This is a list of African American newspapers that have been published in the state of Utah.

Although new African American newspapers continued to be established in Utah through at least the 1990s, many of the state's historical African American newspapers date to a period of journalistic ferment between 1890 and 1910. During the late 19th and early 20th centuries, the state's African American population grew, reaching 1,144 in 1910. The state's first African American newspapers, The Broad Ax and the Utah Plain Dealer, were both established in 1895, and several others followed soon after.
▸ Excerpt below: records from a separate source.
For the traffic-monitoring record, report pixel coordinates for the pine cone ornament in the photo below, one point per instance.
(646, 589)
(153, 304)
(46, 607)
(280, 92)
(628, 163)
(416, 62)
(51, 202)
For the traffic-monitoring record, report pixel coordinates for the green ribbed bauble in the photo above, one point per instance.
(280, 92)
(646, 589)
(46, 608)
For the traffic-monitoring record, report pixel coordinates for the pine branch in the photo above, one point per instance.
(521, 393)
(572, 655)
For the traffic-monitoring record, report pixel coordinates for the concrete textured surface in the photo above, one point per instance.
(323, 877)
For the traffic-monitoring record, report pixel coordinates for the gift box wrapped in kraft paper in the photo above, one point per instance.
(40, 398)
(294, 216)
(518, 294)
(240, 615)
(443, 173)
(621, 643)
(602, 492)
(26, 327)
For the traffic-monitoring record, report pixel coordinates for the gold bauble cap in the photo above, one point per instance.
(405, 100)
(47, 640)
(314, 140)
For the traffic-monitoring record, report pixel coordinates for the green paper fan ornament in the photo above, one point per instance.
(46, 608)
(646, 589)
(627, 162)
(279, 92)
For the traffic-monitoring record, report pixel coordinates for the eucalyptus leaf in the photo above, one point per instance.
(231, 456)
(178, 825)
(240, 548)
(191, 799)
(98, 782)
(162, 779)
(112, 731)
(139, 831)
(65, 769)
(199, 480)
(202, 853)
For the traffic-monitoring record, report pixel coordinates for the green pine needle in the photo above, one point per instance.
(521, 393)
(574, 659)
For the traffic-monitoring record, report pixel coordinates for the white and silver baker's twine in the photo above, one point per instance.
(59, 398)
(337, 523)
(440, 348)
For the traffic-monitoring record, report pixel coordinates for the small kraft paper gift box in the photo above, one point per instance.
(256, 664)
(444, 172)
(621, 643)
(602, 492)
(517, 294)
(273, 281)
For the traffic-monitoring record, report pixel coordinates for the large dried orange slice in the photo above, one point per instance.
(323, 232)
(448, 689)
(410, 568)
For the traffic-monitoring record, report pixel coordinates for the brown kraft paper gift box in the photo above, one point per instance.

Many of these early local papers were members of the Western Negro Press Association, which held its fifth annual meeting in Salt Lake City in 1900. The Plain Dealer was the longest-lasting of the early papers, running for more than a decade from 1895 to 1909.

== Newspapers ==

| City | Title | Beginning | End | Frequency | Call numbers | Remarks |
|---|---|---|---|---|---|---|
| Ogden | Ogden Eagle | 1946 | 1947 | Weekly or twice-monthly |  | Ogden's first African American newspaper.; |
| Ogden | Intermountain Voice | 1949 | 1951 |  |  |  |
| Salt Lake City | The Advisory | 1992 | ? | Quarterly newspaper |  |  |
| Salt Lake City | The Broad Ax / BroadAx / Salt Lake City Broad Axe | 1895 | 1899 | Weekly | LCCN sn84024055, 2011254257; OCLC 10392922, 664616893; ISSN 2163-7202; | Available online; Moved to Chicago due to rising tensions with Mormon leaders, and continued as a Chicago paper until 1931.; Edited by Julius F. Taylor.; |
| Salt Lake City | Democratic Headlight | 1899 | 1899 | Weekly |  | Edited by J. Gordon McPherson, with A.B. Douglas and A.H. Grice.; |
| Salt Lake City | Tri-City Oracle | 1902 | 1903 | Weekly |  | Published by Rev. James W. Washington of Calvary Baptist Church.; |
| Salt Lake City | Utah Plain Dealer or Plaindealer | 1895 | 1909 | Weekly |  | Founded by James Finley Wilson and William W. Taylor.; |
| Salt Lake City | Town Talk | ? (between 1890 and 1910) | ? |  |  | Edited by Willis P. Hough.; |
| Salt Lake City | Western Recorder | 1897 | 1897 | Weekly |  | Published by S.P. Chambers.; |
| Salt Lake City | Wordpower | 1970 | 1972 | Biweekly | OCLC 17653614; | Free newspaper supported by advertising.; |
| Salt Lake City | Central Worker / Central City Worker | 1971 | 1972 | Biweekly | LCCN sn86091204; OCLC 13211697; | Free newspaper supported by donations and grants.; |
| West Valley City | The Mountain West Minority Reporter and Sentinel | 1990 | ? | Bimonthly newspaper | LCCN sn86091581; OCLC 22576855; | Advertised as "The voice of Black America in Utah, Idaho, Nevada, Oregon & Colorado."; |

==See also==

- List of African American newspapers and media outlets
- List of African American newspapers in Arizona
- List of African American newspapers in Colorado
- List of African American newspapers in Nevada
- List of newspapers in Utah

==Works cited==
- Abajian, James De Tarr (1974). "Blacks and Their Contributions to the American West: A Bibliography and Union List of Library Holdings Through 1970"
- Alter, J. Cecil (1938). "Early Utah Journalism"
- Junne, George H. (2000). "Blacks in the American West and Beyond--America, Canada, and Mexico: A Selectively Annotated Bibliography"
- May, Dean L. (1987). "Utah: A People's History"
- Pride, Armistead Scott (1997). "A History of the Black Press"
- Sweeney, Michael S. (2009). "Julius F.Taylor and the Broad Ax of Salt Lake City"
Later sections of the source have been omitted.